I am fairly new to Pandas and desperately need help to modify my dataframe by comparing consecutive rows within multiple group pairings:
Dataframe example =
idData idStation idCast Pressure
1 1 1 1505
2 1 1 1506
3 1 1 1507
4 1 1 1508
5 1 2 1505
6 1 2 1506
7 1 2 1503
8 1 2 1504
9 2 1 1505
10 2 1 1506
11 2 1 1507
etc
I want to delete any rows where the Pressure value for that row is less than those above it, for each idStation and idCast pair (i.e. rows where idData = 7 and 8 need to be deleted). I don't want to compare different idStation & idCast pairs - i.e. first iteration of the loop would look through the Pressure record for idStation = 1, idCast = 1 and the second iteration of the loop would look through the record for idStation = 1, idCast = 2 etc). I have tried grouping by idStation and idCast, then looping over them and comparing row by row but this only modifies a copy, not the original dataframe and the changes are lost.

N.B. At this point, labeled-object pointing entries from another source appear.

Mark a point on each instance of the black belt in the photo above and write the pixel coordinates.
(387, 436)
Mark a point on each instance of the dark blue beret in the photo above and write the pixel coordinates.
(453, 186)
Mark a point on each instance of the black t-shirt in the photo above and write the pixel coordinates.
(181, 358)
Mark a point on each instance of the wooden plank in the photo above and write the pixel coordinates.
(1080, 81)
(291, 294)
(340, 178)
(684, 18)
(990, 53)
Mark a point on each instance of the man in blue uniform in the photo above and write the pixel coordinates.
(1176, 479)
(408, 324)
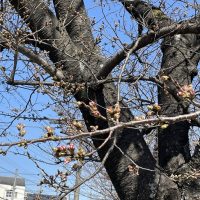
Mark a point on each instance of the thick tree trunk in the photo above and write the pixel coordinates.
(73, 51)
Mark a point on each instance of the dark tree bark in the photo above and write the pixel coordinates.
(72, 48)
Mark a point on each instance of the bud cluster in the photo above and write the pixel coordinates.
(186, 92)
(114, 112)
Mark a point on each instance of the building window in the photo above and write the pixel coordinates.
(9, 194)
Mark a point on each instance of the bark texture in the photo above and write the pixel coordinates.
(72, 48)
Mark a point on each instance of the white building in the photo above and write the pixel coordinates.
(12, 187)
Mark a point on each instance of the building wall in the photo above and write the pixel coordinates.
(20, 191)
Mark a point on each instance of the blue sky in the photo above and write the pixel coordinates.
(16, 99)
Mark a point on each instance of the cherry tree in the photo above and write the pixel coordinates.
(123, 85)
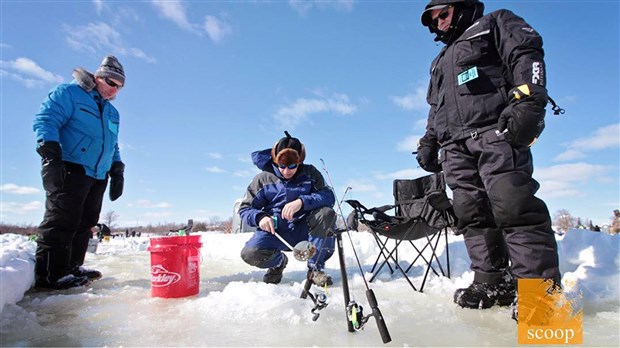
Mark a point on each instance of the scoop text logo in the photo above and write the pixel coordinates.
(546, 316)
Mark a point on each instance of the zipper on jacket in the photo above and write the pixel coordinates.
(102, 111)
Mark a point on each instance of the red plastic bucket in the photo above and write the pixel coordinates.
(175, 264)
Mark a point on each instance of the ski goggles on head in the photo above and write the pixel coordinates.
(442, 15)
(112, 83)
(290, 166)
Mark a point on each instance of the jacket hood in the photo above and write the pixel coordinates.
(466, 12)
(262, 160)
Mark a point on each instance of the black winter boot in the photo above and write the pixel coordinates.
(274, 274)
(91, 274)
(67, 282)
(484, 295)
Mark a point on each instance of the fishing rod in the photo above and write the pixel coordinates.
(355, 316)
(321, 300)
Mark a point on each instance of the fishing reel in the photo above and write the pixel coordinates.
(355, 314)
(320, 300)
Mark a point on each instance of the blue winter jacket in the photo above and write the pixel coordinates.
(269, 192)
(84, 124)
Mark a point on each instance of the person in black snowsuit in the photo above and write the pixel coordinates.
(487, 99)
(104, 230)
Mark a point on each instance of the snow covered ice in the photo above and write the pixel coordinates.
(235, 308)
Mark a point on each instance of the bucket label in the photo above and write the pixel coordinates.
(161, 277)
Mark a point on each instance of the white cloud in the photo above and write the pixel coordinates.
(144, 203)
(216, 28)
(98, 5)
(564, 180)
(247, 173)
(19, 190)
(100, 38)
(215, 169)
(415, 100)
(304, 6)
(174, 11)
(28, 72)
(291, 115)
(607, 137)
(21, 208)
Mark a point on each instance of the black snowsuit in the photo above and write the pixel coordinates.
(491, 180)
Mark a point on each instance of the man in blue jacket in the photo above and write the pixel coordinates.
(77, 138)
(289, 198)
(487, 101)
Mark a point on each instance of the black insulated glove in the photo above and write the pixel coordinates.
(523, 119)
(117, 180)
(428, 155)
(52, 167)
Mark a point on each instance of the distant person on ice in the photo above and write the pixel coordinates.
(487, 101)
(77, 137)
(296, 196)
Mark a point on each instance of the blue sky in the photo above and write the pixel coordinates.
(208, 82)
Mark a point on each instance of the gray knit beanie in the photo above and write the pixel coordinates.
(111, 68)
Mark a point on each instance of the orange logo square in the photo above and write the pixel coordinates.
(545, 315)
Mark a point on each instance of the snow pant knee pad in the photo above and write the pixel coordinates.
(471, 210)
(261, 258)
(514, 203)
(320, 221)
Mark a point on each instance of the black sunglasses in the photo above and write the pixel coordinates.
(442, 15)
(112, 83)
(290, 166)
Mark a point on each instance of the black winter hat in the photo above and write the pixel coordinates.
(288, 150)
(439, 4)
(111, 68)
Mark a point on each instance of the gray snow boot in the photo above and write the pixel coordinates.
(320, 278)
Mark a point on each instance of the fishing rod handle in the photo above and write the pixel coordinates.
(383, 331)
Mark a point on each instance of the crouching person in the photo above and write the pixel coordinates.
(289, 198)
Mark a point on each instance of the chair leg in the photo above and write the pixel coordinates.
(382, 250)
(396, 265)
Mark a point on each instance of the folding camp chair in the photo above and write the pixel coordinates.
(423, 213)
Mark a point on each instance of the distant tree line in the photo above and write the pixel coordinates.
(165, 228)
(564, 221)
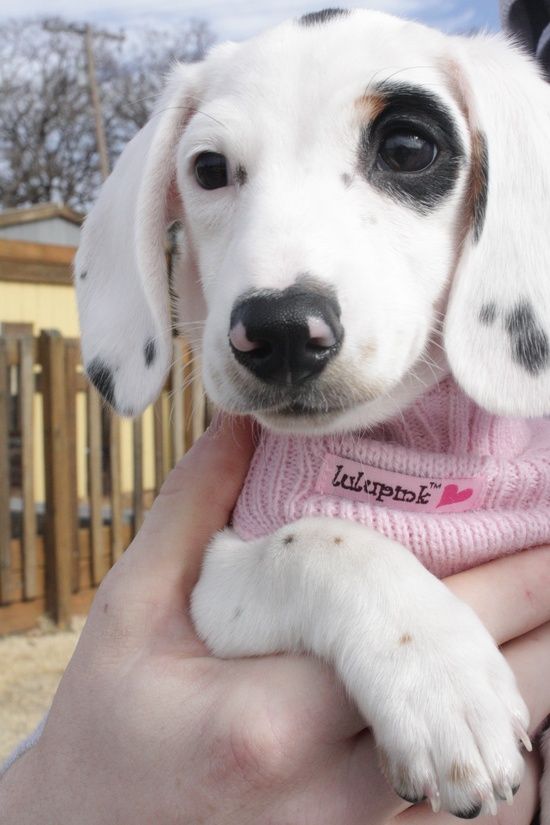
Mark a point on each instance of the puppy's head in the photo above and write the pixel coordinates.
(365, 204)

Stn_Cast_Group = Dataframe.groupby(['idStation','idCast'])
for name, group in Stn_Cast_Group:
j = 0
for i in range(1,len(group['Pressure'])):
if group['Pressure'].iloc[i] < j:
group['Pressure'].iloc[i] = np.nan
else:
j = group['Pressure'].iloc[i]
This labels the correct pressure values as nan (as I am unsure of how to delete the row) but only for the group view.
How would you create a copy of the dataframe (so as to have access to original and modified versions) and then delete the rows as mentioned above?